Im Kräftegleichgewicht ist a = 0 usw. Maximale / konstante Geschwindigkeit erreicht.
Jörg
Verfasst am: 23. Jul 2010 04:26
Titel: Differentialgleichung aufstellen Beschleunigungsvorgang mit
Meine Frage:
Guten Morgen zusammen, ich hab irgendwie ein Verständnissproblem bei folgender Aufgabe:
Es soll eine möglichst hohe Geschwindigkeit v für ein Auto einer Masse m=1000kg bei einer max. Antriebskraft von F=4000 N erreicht werden. Zudem wirken sich die Rollreibung Fr=300 N sowie der Luftwiderstand Fw=cw x A x v² negativ aus. (cw= 0,4 Ns²/m4 und A = 2m²)
Meine Ideen:
Mein Ansatz war:
Es muss Kräftegleichgewicht herrschen wenn m x a = F - Fr -Fw gilt.

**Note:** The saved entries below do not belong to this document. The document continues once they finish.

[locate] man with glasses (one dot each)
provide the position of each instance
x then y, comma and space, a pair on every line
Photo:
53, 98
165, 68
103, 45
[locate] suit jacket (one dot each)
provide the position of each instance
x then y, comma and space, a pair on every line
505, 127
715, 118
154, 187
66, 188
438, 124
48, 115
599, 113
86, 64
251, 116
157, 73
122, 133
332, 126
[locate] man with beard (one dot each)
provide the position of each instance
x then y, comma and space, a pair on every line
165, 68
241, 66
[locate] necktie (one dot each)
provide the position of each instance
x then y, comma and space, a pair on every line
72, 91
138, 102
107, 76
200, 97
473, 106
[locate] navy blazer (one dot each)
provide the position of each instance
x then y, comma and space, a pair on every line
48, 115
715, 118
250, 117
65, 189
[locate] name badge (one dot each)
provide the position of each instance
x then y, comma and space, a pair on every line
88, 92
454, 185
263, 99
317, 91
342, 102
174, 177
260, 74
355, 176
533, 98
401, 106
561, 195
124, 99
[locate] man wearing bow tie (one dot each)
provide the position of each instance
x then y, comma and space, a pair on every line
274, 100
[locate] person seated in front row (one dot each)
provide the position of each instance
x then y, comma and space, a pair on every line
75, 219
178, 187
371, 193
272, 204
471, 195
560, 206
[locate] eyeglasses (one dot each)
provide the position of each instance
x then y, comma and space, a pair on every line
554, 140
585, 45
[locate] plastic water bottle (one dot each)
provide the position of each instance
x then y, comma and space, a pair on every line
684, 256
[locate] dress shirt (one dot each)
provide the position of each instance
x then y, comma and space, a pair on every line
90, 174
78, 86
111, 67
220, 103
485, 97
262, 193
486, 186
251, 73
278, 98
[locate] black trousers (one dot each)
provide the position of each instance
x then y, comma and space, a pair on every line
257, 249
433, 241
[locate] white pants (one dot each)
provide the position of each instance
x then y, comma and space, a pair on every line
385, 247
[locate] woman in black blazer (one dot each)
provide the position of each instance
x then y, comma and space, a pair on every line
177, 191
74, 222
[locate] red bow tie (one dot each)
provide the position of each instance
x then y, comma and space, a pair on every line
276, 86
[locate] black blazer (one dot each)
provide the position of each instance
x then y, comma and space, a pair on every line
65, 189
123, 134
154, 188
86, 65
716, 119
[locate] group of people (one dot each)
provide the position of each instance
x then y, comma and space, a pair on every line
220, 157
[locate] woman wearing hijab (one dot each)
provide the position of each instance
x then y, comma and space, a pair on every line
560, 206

Also als Differentialgleichung (x ist dabei die Strecke):
1000kg x d²x/dt² = 4000N - 300N - 0,4 Ns²/m4 x 2m² x (dx/dt)²
Jetzt stellt sich mir die Frage wie kann ich den Klammerausdruck auflösen und fehlt nicht für eine Differentialgleichung 2 Ordnung ein Ausdruck erster Ordnung?
Für Hilfestellungen bin ich sehr dankbar!!!!